Elliptic Curve Cryptography

An elliptic curve is the set of points that satisfy an equation in the form of y^2 = x^3 + ax + b. It has interesting properties, such as symmetry over the x-axis. The second property is that any two points on the curve would make a line which crosses a third point on that curve. If the two points are exactly vertical, the third point is considered to be at infinity. If the two points are the same, the derivative of the curve is taken at that point (the slope of curve at that point). Entering two points and receiving the third one is defined to be the addition of two points. The third point is later reflected over the x-axis.

The idea behind encryption with an elliptic curve is of taking a plain message and defining it as a point in the curve (since a message can be turned into a long number). This point is added to itself over and over again a k number of times. The message turned into a point, and the point turned into another point in the curve multiple times, like a pool ball bouncing around. After some other manipulations depending on the system, we have our cypher-text, i.e., our encrypted message. Without knowing k (the private key), it is prohibitively hard to decrypt the message. i.e., without knowing how many times a pool ball bounced, it is impossible to know where it started.

In practice, the curve be made of discrete points, and not a continuous line, since only integer numbers are used. Furthermore, if we limit ourselves to a subset of numbers by picking a prime number as a maximum, and modulate through it so as numbers start over from 0 if they surpass the maximum, we get a scattered (but symmetrical) array of dots.

An elliptic curve system can be configured by picking:

  • a prime number as a maximum,

  • a curve equation,

  • a public point on the curve.

The private number is the number of times the public point will be added to itself.

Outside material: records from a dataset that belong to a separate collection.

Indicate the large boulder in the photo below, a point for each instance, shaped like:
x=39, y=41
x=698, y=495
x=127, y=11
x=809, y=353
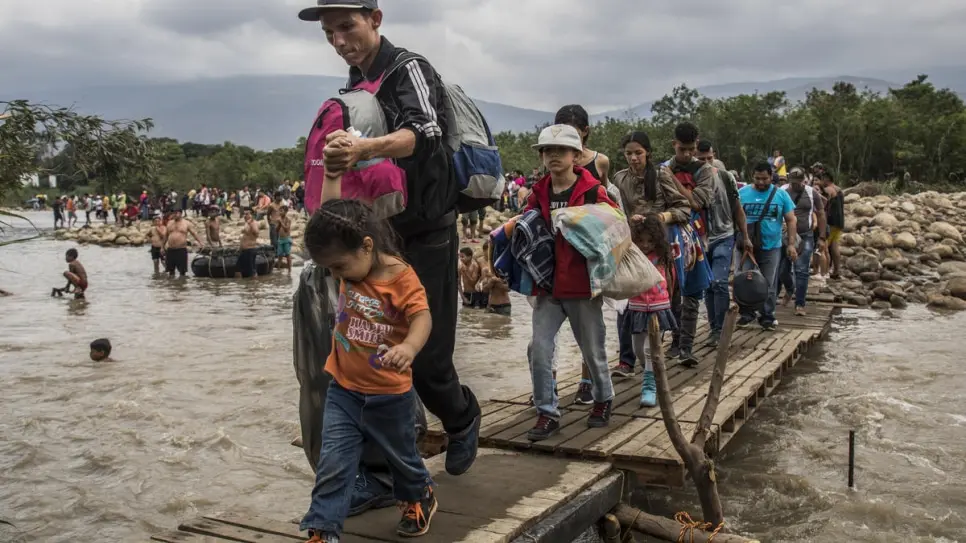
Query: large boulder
x=950, y=268
x=862, y=263
x=853, y=240
x=946, y=302
x=879, y=239
x=946, y=230
x=957, y=287
x=904, y=240
x=862, y=209
x=885, y=220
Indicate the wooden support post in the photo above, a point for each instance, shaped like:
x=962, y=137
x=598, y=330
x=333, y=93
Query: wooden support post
x=670, y=530
x=699, y=466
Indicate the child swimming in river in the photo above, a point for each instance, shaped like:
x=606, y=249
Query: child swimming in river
x=382, y=322
x=76, y=277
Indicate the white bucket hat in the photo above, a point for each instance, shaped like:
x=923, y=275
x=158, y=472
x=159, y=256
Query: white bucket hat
x=559, y=135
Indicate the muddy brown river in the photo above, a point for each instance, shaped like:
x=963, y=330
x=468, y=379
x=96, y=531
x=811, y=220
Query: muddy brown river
x=196, y=412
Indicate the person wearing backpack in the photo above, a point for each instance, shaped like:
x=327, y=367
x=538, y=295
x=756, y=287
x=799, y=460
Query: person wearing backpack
x=810, y=216
x=696, y=180
x=414, y=100
x=725, y=218
x=766, y=206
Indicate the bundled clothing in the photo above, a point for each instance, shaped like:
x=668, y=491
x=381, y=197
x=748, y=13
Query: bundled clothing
x=533, y=246
x=601, y=234
x=570, y=298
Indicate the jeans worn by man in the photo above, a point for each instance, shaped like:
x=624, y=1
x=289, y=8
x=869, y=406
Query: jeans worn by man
x=413, y=97
x=768, y=262
x=717, y=298
x=793, y=276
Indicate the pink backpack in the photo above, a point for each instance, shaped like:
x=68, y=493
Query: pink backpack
x=379, y=182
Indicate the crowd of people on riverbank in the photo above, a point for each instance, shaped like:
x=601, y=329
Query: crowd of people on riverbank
x=692, y=220
x=70, y=209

Computing the private key from the public key is called the elliptic curve discrete logarithm function, and is a trapdoor function.

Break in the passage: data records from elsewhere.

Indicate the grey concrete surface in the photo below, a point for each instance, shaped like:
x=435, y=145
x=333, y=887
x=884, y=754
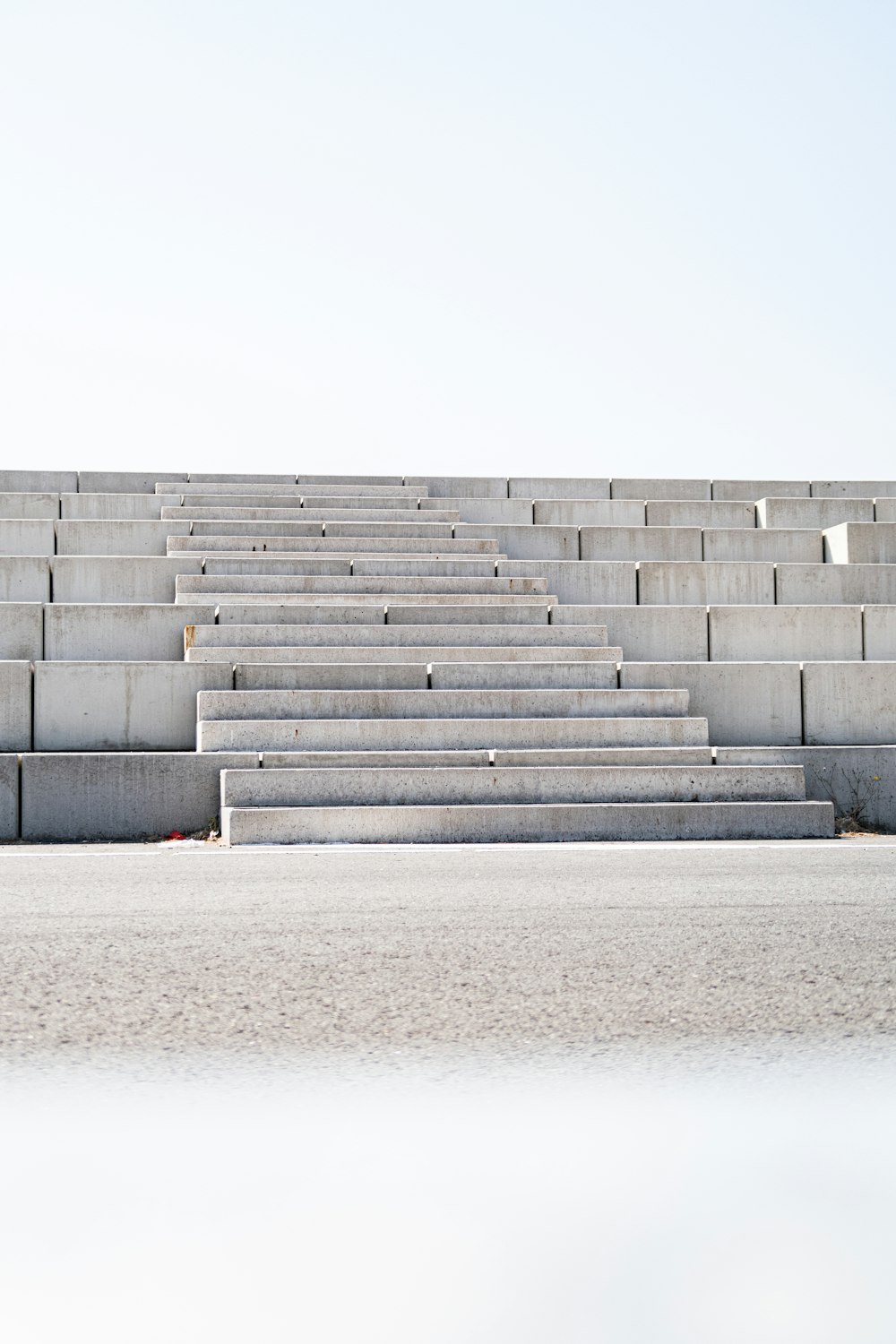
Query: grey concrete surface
x=258, y=953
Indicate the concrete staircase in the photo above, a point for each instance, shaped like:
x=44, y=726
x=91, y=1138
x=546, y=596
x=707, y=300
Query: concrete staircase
x=400, y=688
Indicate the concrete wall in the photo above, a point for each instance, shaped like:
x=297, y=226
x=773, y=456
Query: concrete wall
x=559, y=487
x=107, y=537
x=582, y=582
x=22, y=631
x=24, y=578
x=839, y=583
x=29, y=504
x=646, y=633
x=818, y=513
x=880, y=633
x=849, y=703
x=120, y=706
x=860, y=781
x=27, y=537
x=745, y=703
x=758, y=489
x=640, y=543
x=669, y=583
x=785, y=633
x=861, y=543
x=650, y=488
x=521, y=543
x=8, y=797
x=134, y=633
x=120, y=580
x=15, y=706
x=763, y=543
x=128, y=796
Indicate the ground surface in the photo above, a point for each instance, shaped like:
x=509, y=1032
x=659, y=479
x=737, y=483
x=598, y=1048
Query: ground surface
x=578, y=948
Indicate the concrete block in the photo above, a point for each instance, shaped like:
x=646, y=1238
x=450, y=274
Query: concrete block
x=120, y=633
x=858, y=781
x=346, y=481
x=853, y=489
x=109, y=537
x=395, y=636
x=332, y=676
x=24, y=578
x=879, y=625
x=116, y=505
x=522, y=612
x=27, y=537
x=371, y=760
x=121, y=580
x=818, y=513
x=524, y=543
x=21, y=631
x=702, y=513
x=225, y=527
x=42, y=483
x=300, y=613
x=424, y=567
x=699, y=583
x=641, y=543
x=849, y=703
x=449, y=734
x=244, y=478
x=338, y=787
x=484, y=510
x=236, y=653
x=461, y=487
x=559, y=488
x=759, y=489
x=583, y=582
x=645, y=633
x=627, y=488
x=120, y=706
x=15, y=706
x=128, y=483
x=524, y=676
x=358, y=546
x=745, y=703
x=121, y=796
x=261, y=706
x=763, y=543
x=309, y=566
x=528, y=823
x=29, y=505
x=8, y=797
x=834, y=583
x=861, y=543
x=785, y=633
x=590, y=513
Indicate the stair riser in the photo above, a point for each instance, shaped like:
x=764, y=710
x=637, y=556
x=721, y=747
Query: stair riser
x=530, y=824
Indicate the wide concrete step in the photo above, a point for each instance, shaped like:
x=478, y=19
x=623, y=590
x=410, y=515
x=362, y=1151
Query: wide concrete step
x=437, y=676
x=481, y=758
x=359, y=545
x=403, y=653
x=505, y=785
x=447, y=734
x=532, y=823
x=468, y=601
x=441, y=704
x=194, y=583
x=293, y=628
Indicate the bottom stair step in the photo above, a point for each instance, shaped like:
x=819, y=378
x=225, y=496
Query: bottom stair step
x=528, y=823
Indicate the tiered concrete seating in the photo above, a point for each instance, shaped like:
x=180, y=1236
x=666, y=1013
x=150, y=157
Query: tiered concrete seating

Elliptic curve cryptography is a modern system and very efficient in time and space. It is slated to replace the ubiquitous RSA system based on prime factorization. Unlike factoring, there doesn’t appear to be shortcuts, and mathematicians still haven’t found an algorithm to solve this problem better than a naive approach. As such, its security is exponentially stronger than RSA.

It has been implemented in by the U.S. government to encrypt internal communications, the Tor project uses it, and it is the new default method for authentication for secure web browsing over SSL/TLS. Among cryptocurrencies, it is used by Bitcoin of course, as well as Ethereum, EOS and Zcash. And as the wiki page says, the list is incomplete, and we can help by expanding it.

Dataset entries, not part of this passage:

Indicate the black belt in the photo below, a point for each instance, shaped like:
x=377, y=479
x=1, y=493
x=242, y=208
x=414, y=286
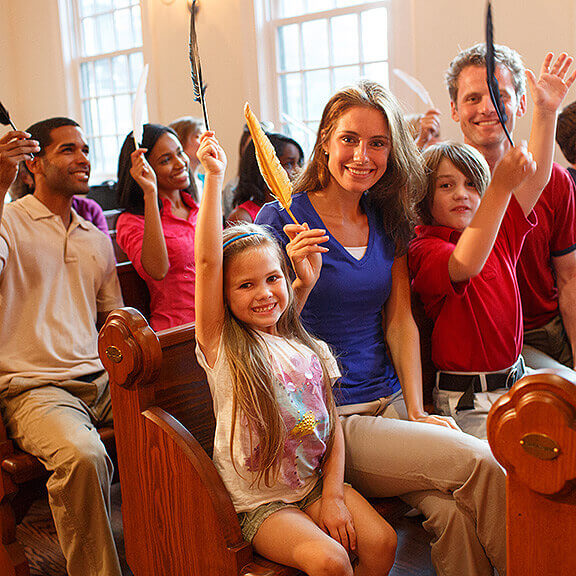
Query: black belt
x=470, y=384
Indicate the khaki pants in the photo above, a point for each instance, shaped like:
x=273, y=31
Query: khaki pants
x=57, y=424
x=450, y=476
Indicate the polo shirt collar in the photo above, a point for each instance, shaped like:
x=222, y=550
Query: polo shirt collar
x=443, y=232
x=39, y=211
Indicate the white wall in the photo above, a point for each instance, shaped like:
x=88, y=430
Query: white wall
x=32, y=70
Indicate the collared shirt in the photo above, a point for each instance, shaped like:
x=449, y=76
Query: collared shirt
x=555, y=235
x=477, y=323
x=53, y=282
x=172, y=300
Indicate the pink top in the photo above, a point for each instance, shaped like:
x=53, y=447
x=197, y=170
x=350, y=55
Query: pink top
x=172, y=301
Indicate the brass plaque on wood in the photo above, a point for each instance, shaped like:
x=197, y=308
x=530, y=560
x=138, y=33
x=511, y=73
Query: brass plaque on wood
x=114, y=354
x=540, y=446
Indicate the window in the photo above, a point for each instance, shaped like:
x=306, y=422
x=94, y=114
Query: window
x=107, y=59
x=321, y=46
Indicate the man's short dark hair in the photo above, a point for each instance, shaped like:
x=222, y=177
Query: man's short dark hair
x=42, y=131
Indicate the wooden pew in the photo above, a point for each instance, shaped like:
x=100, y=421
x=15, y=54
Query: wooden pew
x=23, y=477
x=532, y=432
x=177, y=515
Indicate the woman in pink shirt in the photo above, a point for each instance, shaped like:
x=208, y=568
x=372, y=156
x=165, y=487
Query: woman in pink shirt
x=156, y=229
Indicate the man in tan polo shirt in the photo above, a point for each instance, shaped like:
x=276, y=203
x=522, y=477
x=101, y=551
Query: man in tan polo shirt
x=57, y=283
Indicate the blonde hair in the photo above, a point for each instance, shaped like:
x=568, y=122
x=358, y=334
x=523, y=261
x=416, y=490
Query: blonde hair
x=253, y=379
x=402, y=185
x=465, y=159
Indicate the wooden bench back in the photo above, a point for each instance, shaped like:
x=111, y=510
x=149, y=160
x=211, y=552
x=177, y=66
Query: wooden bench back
x=177, y=515
x=532, y=433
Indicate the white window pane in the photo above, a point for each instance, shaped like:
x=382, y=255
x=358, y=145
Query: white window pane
x=136, y=64
x=89, y=37
x=120, y=74
x=375, y=34
x=123, y=23
x=85, y=7
x=104, y=84
x=291, y=95
x=95, y=116
x=124, y=114
x=111, y=152
x=290, y=8
x=315, y=41
x=87, y=118
x=345, y=40
x=107, y=116
x=318, y=92
x=288, y=48
x=346, y=76
x=379, y=72
x=106, y=36
x=137, y=26
x=344, y=3
x=319, y=5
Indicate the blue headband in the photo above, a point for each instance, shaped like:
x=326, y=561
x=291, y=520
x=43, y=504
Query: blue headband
x=240, y=236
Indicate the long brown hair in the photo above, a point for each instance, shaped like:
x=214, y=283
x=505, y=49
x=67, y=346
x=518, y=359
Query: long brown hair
x=253, y=378
x=401, y=186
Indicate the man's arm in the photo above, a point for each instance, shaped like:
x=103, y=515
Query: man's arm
x=565, y=267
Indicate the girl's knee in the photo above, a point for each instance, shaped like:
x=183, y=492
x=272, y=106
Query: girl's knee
x=331, y=560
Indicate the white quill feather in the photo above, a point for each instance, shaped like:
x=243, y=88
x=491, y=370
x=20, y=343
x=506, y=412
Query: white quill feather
x=416, y=86
x=137, y=108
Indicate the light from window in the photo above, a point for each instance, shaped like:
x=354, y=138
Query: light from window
x=322, y=46
x=111, y=61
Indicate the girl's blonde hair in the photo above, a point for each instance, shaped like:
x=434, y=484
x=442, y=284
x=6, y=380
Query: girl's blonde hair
x=401, y=186
x=253, y=379
x=466, y=160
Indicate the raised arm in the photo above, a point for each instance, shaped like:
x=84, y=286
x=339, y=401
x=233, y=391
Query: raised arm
x=208, y=250
x=477, y=240
x=154, y=255
x=547, y=93
x=403, y=341
x=15, y=147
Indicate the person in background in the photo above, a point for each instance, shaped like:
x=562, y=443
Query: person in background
x=57, y=284
x=252, y=193
x=566, y=136
x=156, y=229
x=189, y=129
x=89, y=209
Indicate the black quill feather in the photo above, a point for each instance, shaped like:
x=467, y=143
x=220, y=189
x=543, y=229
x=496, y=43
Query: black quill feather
x=5, y=117
x=491, y=80
x=195, y=66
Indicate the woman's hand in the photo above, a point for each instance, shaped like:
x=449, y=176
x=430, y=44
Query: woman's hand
x=335, y=519
x=143, y=173
x=305, y=252
x=446, y=421
x=211, y=155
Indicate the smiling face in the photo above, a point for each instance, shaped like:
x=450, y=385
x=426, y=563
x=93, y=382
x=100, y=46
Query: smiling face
x=358, y=149
x=456, y=198
x=476, y=113
x=170, y=164
x=64, y=167
x=255, y=288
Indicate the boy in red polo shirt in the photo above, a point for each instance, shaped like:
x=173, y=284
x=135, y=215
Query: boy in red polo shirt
x=464, y=257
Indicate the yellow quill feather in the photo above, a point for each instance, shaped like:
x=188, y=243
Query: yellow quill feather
x=272, y=171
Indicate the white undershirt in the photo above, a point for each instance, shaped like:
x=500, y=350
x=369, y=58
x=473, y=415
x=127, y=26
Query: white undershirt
x=356, y=251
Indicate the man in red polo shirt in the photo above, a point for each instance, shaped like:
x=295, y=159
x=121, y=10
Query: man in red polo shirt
x=547, y=266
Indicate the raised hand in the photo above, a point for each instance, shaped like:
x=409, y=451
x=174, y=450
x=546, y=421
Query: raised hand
x=143, y=173
x=15, y=147
x=211, y=155
x=305, y=252
x=514, y=168
x=549, y=90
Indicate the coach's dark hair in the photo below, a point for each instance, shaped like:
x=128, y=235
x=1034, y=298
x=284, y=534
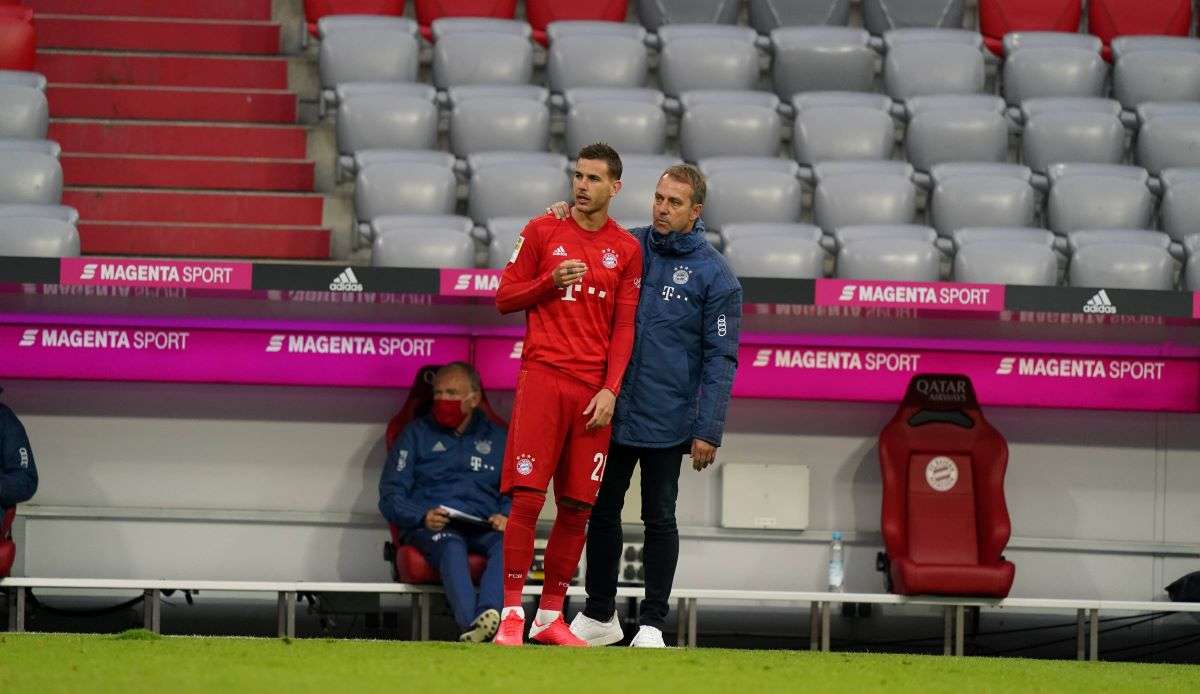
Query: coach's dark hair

Beam uses the libsecp256k1 optimized C library implemented in the Bitcoin Core client, for operation on a curve of type secp256k1, see also this answer. Secp256k1 refers to the parameters of the elliptic curve, as defined in Standards for Efficient Cryptography (SEC). The resulting curve is that of y^2 = x^3 + 7, defined over the field Z (integer numbers) modulo 2^256-2^32-977. Be prepared to use huge integer arithmetic, since this number is several lines long.